Gunmen killed an aide to Iraq's most influential Shiite cleric and two bodyguards in a drive-by shooting outside a mosque in Iraq's capital on Friday.

Shiite cleric Kamal Ezz Al Deen Al Ghuraifi was shot as he was about to leave Al Doreen mosque after leading prayers, said his son Hamid Kamal.

Police Lt.
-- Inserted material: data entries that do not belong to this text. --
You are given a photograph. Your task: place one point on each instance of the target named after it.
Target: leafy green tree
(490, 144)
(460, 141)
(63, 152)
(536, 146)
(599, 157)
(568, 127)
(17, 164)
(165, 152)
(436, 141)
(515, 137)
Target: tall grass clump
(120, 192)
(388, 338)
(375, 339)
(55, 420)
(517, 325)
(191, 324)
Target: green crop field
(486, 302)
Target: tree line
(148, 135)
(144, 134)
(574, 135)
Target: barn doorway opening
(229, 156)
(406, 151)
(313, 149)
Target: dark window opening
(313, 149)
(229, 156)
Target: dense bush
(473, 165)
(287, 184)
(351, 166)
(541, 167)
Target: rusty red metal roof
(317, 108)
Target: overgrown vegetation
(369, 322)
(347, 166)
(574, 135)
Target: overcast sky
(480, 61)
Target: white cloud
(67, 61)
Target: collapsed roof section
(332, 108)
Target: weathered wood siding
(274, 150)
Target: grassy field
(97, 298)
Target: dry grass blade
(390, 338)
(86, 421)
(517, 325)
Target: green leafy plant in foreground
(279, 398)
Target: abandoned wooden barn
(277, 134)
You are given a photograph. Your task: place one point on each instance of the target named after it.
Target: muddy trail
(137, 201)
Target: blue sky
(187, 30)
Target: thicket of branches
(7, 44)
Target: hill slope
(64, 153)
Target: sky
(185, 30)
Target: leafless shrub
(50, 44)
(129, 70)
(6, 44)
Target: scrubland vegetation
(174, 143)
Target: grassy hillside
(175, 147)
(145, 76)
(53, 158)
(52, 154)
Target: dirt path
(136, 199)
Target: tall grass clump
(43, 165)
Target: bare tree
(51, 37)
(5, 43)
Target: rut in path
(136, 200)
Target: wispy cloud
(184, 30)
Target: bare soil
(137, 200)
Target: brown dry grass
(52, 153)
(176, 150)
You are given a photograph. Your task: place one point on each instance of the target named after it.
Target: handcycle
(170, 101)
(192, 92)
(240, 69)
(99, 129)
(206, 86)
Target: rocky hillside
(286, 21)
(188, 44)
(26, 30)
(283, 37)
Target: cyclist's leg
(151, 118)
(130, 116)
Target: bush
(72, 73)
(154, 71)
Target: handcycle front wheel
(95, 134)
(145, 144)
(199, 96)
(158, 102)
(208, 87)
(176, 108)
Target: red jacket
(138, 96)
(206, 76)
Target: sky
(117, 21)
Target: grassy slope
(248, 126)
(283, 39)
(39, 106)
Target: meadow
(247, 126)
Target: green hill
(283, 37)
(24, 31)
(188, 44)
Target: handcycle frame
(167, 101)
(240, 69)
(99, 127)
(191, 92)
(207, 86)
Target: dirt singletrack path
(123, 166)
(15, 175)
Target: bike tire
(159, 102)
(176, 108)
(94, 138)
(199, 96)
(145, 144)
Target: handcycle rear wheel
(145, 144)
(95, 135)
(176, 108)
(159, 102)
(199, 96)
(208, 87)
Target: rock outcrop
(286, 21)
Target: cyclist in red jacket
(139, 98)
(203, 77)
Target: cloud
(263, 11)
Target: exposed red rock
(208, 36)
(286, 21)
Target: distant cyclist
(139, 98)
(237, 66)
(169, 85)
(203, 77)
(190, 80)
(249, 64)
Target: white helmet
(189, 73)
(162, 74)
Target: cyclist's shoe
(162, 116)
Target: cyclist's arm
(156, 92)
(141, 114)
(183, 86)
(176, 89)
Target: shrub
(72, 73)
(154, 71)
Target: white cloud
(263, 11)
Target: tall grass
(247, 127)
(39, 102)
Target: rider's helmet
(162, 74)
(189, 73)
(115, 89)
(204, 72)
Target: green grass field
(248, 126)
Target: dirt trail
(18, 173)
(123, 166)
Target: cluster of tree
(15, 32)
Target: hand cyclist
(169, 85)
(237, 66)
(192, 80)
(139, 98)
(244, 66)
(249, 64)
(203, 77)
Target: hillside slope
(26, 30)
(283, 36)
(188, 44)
Thair Mahmoud confirmed the attack, saying that "gunmen in a speeding car sprayed him with [bullets from] machine-guns."

Mahmoud said two of Al Ghuraifi's bodyguards were also killed and another four were wounded.

Kamal said the attack on his father is likely to further stoke tensions between the country's Shiite majority and the Sunni minority.

Separately, five masked gunmen stormed a Sunni mosque in the same central Baghdad neighborhood of Al Hilla and kidnapped an imam during Friday prayers, police 1st Lt.
Mohammed Al Hiyani said.

Sheik Amer Al Tikriti was abducted at Saad bin Al Waqas mosque, he said.

It was not immediately clear if the shooting and the kidnapping were connected.

Al Ghuraifi had been a representative of Iraq's leading Shiite cleric—Grand Ayatollah Ali Al Sistani—for the past decade in Baghdad.

Also on Friday, a suicide bomber detonated his car near a checkpoint outside the offices of Al Jaafari's Islamic Dawa Party, killing one person and injuring at least four more, officials said.

The prime minister was not at the building in central Baghdad's Mansour neighbourhood at the time of the attack, party official Ayad Al Nedawi said.

He said the suicide bomber detonated the car near a checkpoint about 25 metres away from the party's offices, formerly Al Jaafari's house.